Sono stati completati: il risanamento strutturale della galleria; la risagomatura del tunnel; gli interventi di regimazione delle acque provenienti dalla montagna; l'installazione dei nuovi impianti di illuminazione e antincendio; la posa del nuovo manto stradale; il rifacimento delle protezioni laterali dei viadotti di accesso sia sul versante a valle sia su quello a monte.
Suppo: "È praticamente una nuova galleria"
«Non è stato un lavoro facile, ma l'abbiamo portato a casa – sottolinea Suppo –. Dobbiamo ringraziare tutti i cittadini e gli amministratori delle Valli di Lanzo per la pazienza dimostrata durante un disagio inevitabile. Quando nel 2023 le analisi tecniche hanno evidenziato che la galleria non presentava più condizioni strutturali accettabili, la Città metropolitana si è immediatamente attivata per reperire le risorse necessarie alla sua riqualificazione».
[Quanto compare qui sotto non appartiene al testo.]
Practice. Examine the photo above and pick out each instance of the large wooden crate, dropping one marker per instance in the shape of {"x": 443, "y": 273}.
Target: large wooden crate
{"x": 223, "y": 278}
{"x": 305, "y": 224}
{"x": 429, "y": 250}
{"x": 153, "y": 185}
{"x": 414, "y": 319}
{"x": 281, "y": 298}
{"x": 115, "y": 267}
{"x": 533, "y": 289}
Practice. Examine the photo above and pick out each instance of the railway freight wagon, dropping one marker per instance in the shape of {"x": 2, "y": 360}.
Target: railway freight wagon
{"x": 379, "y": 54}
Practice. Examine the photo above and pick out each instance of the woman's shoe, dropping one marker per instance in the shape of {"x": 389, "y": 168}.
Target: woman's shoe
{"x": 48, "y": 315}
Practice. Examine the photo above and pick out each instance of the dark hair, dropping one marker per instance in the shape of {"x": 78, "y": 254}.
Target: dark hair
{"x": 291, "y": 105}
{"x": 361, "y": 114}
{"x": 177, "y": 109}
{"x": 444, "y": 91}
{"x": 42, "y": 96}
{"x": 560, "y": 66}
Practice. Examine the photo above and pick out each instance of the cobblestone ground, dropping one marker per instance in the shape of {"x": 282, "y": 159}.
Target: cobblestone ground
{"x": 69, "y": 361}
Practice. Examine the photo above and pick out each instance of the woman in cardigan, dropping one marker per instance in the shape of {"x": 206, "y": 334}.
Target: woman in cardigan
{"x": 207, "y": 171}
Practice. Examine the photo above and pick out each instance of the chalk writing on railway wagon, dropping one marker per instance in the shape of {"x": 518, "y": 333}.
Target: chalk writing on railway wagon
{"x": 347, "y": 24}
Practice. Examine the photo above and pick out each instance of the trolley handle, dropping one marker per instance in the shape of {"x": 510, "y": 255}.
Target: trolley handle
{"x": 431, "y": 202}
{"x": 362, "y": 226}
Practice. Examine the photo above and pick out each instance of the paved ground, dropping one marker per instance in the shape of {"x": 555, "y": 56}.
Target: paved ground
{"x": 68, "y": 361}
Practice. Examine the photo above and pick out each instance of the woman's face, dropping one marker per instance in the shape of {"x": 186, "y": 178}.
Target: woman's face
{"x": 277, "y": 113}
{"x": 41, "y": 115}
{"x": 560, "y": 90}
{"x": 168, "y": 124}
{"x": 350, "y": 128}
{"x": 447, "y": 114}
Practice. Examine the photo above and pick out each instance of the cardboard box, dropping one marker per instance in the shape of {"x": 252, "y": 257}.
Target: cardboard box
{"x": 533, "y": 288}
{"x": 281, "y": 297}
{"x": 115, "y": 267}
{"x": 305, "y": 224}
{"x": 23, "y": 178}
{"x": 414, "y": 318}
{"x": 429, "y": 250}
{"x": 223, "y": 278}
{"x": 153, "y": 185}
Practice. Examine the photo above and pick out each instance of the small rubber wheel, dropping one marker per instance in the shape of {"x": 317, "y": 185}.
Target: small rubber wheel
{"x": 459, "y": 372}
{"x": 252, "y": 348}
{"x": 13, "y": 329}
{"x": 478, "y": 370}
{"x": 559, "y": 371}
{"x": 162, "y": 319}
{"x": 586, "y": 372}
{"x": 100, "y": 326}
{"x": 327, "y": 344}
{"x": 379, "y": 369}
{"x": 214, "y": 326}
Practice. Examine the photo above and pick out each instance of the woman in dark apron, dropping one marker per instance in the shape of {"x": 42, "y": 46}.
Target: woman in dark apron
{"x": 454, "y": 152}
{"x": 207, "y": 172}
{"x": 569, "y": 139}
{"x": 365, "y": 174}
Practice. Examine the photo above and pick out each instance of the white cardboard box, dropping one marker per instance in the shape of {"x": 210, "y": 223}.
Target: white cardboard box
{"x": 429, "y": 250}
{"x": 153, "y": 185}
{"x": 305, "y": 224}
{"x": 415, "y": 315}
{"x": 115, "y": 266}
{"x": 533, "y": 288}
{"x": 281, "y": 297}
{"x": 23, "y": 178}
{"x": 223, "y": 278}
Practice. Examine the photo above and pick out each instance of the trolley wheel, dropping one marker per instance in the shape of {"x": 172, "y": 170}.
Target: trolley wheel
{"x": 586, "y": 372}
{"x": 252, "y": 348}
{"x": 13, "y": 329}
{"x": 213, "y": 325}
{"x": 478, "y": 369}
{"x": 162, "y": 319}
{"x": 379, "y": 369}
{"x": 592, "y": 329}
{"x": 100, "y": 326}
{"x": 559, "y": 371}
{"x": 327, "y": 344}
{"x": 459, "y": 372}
Suppo evidenzia come quella che riaprirà il 4 luglio sia «praticamente una nuova galleria». Nei suoi oltre cinquant'anni di storia, infatti, il tunnel ha sempre sofferto problemi legati alle infiltrazioni d'acqua provenienti dalle rocce sovrastanti.
Durante le indagini preliminari, inoltre, sono stati rinvenuti anche affioramenti di rocce contenenti fibre di amianto, circostanza che ha imposto l'adozione di rigorose misure di sicurezza e specifiche procedure durante tutte le lavorazioni.
Come è stata messa in sicurezza la galleria
L'intervento ha previsto un complesso lavoro di consolidamento strutturale.
Le aree degradate sono state risanate, i vuoti presenti dietro il rivestimento sono stati riempiti e la volta è stata definitivamente rinforzata attraverso un sistema di blindaggio con elementi in acciaio. Le fessure sono state sigillate mediante resine ad altissima resistenza, mentre il rivestimento è stato consolidato con imbullonature e protetto con una speciale malta isolante.
Per risolvere definitivamente il problema che aveva causato il deterioramento della struttura, sono state inoltre realizzate nuove canalizzazioni per raccogliere e convogliare le infiltrazioni d'acqua, riportando la galleria agli attuali standard di sicurezza previsti per infrastrutture di questa tipologia.
Con la riapertura della Monte Basso torna così pienamente operativo uno dei collegamenti più importanti per le Valli di Lanzo, dopo un intervento che restituisce al territorio un'infrastruttura completamente riqualificata e adeguata ai moderni requisiti di sicurezza.